SERPENT’S REACH BY C.J. Cherryh

“They’re running,” the young Upcoaster said, leaning against the glass and pressed to it, staring up the outside con course.

“Don’t!” another cried, when he pushed the door open.

There were no shots, only a breath of cold air of the docks.

“Come on!” Itavvy cried at his wife, snatched Meris from her arms; and the Upcoasters sprang for the doors too, all of them starting to run, baggage left, everything left.

The floodlights on the vast docks were flickering, red lights gashing warnings, sirens braying. Itavvy sucked a lungful of the thin cold air and pelted after the artist, cast a look over his shoulder to see that Velin followed. Tears blurred the lights when he looked round again, a flickering that spelled out Phoenix. The ramp was ahead of them, through a tangle of lines. Someone fell behind him, scrambled up again. The artist took the ramp; Itavvy did, Meris wailing in his ear, and for that, for her he did not fall, although he felt pain in his side and his chest. They ran the frozen ramp, over the plates that should have moved to help them.

And the hatch was shut.

“Let us in!” he screamed at it. Others caught up with him, hammered at the metal with their fists. Itavvy wept, tears streaming his face, and Velin flung her arms about them both, him and Meris.

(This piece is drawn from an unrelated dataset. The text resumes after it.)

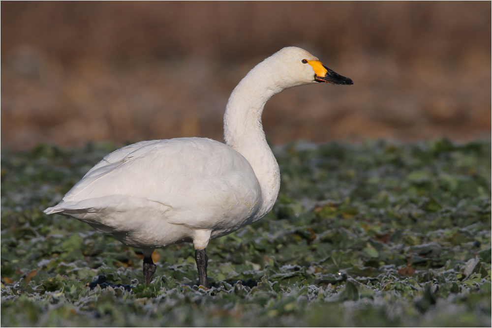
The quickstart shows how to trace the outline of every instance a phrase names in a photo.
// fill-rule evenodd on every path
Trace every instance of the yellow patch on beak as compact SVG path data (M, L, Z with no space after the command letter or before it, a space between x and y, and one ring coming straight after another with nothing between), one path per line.
M308 60L308 63L311 65L314 70L314 74L318 76L322 77L326 75L328 71L319 60Z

It was the oldest Upcoaster who found the intercom recessed in the ramp housing. He shouted into it. “Shut up!” he yelled back at them when they added their voices; and from the intercom: “Stand by.”

The hatch hummed, parted. Azi crewmen, their faces sober and unamazed, stood waiting to help them aboard.

They stood inside, with trembling hands proffered tickets, evidence of passage.

The hatch sealed behind them.

“Brace where you are,” a voice grated from the intercom overhead. “We’re disengaging and getting out of here.”

ix

The shrilling was louder, front walls, back walls, on all sides of them, and what had begun in the dark of night refused to go away by day, when light streamed over the garden. It should dispel the nightmare. It instead made it real, picking out the shapes of poised Warriors, the husks and bodies of the dead piled in the corner of the garden, and the cracks in the outer wall where assault had already been made and repulsed.

Jim wiped at his face, crouching by Max’s side among the rocks. Pol was by him: they spared one young azi to keep a gun in Pol’s ribs constantly, for whatever the Kontrin was, he was a born-man and old in such manoeuvrings, able to forewarn them what the hives might do . . . most of all what the human mind among them might do.

He’s there, Pol had said, when the last assault had nearly carried to them, when cracks had appeared in the wall and fire from the gate had distracted them. That’s Morn behind that. The next thing is to watch our backs.

And that proved true.

“He’s delayed over-long,” Pol said after a time. “I’m surprised. He should have tried by now. That means he and his allies are up to something that takes a little time.”

Jim looked at him. The Kontrin’s accustomed manner was mockery; Pol used little of that in recent hours. His gaunt face was yet more hollowed, his eyes shadowed with the exhaustion which sat on them all. The high heat would come by mid-morning; they wore sunsuits, but neither masks nor visors in place, and the sleeves were all unfastened for comfort. Azi rested in their places, slumped against rocks or walls, seeking what sleep could be gotten, for they had had little in the night. Pol leaned his head back against the rock that sheltered them, eyes shut.

“What would take time?” Max wondered aloud.

‘Tunnels,” Jim said, the thought leaping unwanted into his mind. He swallowed heavily and tried to reason around it. “But Warriors don’t dig and Workers don’t fight.”

Pol lifted his head. “Azi do both,” he said, and shifted around to face forward. “Look at the cracks in that wall. They’re wider.”

It was so. Jim bit at his lips, rose and went aside, where one of the Warriors crouched . . . touched its offered scentpatches.